-
Notifications
You must be signed in to change notification settings - Fork 2
Description
Current behaviour
New restarter-enabled StatefulSet have their replica 0 restarted after the initial rollout is complete.
Expected Behaviour
The initial rollout should be completed "normally" with no extra restarts.
Why does this happen?
There is a race condition between Kubernetes' StatefulSet controller creating the first replica Pod and commons' StatefulSet restart controller adding the restart trigger labels. If the restarter loses the race then the first replica is created without the metadata, triggering a restart once it is added.
What can we do about it?
Add a mutating webhook (see the spike) that adds the relevant metadata.
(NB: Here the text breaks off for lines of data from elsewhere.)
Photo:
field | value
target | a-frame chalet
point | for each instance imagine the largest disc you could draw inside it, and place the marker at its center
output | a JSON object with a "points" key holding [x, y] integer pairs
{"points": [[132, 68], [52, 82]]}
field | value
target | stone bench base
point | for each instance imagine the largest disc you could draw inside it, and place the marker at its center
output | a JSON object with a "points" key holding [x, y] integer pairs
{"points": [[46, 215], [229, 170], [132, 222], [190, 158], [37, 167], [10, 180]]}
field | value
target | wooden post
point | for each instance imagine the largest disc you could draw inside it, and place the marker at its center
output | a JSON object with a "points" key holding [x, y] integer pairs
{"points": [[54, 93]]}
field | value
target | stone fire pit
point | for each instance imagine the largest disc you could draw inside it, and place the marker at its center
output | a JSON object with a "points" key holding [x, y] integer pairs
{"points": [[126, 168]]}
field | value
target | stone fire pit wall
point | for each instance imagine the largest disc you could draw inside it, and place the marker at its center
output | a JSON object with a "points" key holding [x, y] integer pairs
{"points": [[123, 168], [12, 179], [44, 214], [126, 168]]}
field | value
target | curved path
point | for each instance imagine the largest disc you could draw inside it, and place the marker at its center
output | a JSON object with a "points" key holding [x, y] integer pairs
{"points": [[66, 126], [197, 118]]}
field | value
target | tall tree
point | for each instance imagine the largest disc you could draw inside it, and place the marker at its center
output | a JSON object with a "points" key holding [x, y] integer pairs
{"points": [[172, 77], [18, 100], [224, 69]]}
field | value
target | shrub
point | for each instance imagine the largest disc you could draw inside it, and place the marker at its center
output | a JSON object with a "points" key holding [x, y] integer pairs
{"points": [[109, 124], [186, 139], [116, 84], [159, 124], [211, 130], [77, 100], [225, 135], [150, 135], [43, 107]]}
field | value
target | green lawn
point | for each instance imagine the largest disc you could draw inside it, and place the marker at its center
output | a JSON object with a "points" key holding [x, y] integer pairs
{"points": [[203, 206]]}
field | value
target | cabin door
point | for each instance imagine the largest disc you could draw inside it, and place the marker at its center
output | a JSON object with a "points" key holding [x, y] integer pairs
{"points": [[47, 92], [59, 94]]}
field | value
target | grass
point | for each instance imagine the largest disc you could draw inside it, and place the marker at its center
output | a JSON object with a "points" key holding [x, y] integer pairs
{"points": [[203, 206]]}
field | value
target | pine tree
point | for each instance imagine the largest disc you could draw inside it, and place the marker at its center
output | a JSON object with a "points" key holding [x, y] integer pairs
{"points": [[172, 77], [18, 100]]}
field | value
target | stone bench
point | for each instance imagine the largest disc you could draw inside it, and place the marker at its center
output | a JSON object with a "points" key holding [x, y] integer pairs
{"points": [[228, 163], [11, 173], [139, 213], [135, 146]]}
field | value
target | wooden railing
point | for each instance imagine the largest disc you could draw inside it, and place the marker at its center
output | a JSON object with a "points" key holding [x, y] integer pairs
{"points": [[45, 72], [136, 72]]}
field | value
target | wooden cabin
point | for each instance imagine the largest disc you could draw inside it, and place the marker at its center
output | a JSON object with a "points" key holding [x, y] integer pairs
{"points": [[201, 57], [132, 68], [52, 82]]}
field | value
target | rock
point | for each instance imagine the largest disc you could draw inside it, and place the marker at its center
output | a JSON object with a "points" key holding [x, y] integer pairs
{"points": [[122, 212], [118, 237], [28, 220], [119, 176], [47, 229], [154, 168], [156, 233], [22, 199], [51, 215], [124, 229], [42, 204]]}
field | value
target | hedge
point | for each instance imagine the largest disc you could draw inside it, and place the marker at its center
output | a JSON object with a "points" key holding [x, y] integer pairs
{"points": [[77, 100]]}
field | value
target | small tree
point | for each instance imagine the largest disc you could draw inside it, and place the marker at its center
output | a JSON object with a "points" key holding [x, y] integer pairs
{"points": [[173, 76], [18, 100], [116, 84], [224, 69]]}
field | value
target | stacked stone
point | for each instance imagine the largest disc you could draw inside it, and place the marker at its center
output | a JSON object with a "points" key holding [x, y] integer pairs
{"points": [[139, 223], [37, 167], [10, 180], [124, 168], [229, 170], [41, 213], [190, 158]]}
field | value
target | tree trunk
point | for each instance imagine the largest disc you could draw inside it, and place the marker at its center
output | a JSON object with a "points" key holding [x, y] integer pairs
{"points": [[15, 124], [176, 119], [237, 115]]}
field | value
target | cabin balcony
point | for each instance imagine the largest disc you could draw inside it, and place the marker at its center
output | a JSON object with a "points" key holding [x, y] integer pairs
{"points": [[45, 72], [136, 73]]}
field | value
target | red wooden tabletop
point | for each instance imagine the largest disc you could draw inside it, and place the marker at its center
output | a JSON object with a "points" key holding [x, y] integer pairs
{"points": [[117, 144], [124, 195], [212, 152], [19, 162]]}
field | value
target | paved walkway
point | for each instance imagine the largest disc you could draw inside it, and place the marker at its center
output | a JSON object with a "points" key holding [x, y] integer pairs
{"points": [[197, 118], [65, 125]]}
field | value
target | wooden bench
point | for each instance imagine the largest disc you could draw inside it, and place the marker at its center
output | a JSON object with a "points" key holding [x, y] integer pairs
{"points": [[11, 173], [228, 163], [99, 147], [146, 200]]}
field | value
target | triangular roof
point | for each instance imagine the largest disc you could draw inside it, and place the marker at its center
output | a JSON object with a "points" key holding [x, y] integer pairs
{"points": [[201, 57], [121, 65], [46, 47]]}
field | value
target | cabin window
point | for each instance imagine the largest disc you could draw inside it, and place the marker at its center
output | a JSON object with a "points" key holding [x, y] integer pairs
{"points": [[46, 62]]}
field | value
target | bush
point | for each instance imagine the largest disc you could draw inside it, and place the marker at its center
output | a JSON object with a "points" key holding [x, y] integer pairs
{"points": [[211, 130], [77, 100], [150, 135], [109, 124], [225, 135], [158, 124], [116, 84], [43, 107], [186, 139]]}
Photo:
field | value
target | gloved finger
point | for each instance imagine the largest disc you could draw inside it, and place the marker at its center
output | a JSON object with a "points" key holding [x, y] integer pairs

The webhook must not replace the existing controller, since webhook delivery is not reliable.
However, webhook delivery requires a bunch of extra infrastructure that we do not currently have, namely:
- We must implement the K8s webhook HTTPS API (https://kubernetes.io/docs/reference/access-authn-authz/extensible-admission-controllers/)
- We must generate a TLS certificate and write that into the MWC
Definition of done
- Webhook certificate is managed (provisioned and renewed) by the commons operator
- The Webhook should apply the same
podTemplate
annotations as the controller currently does- Initial STS rollout does not cause a restart (
STS.metadata.generation
should stay1
)
- Initial STS rollout does not cause a restart (
- Controller must still apply metadata if the webhook is disabled and/or fails (at the cost of still doing the extra restart in this case)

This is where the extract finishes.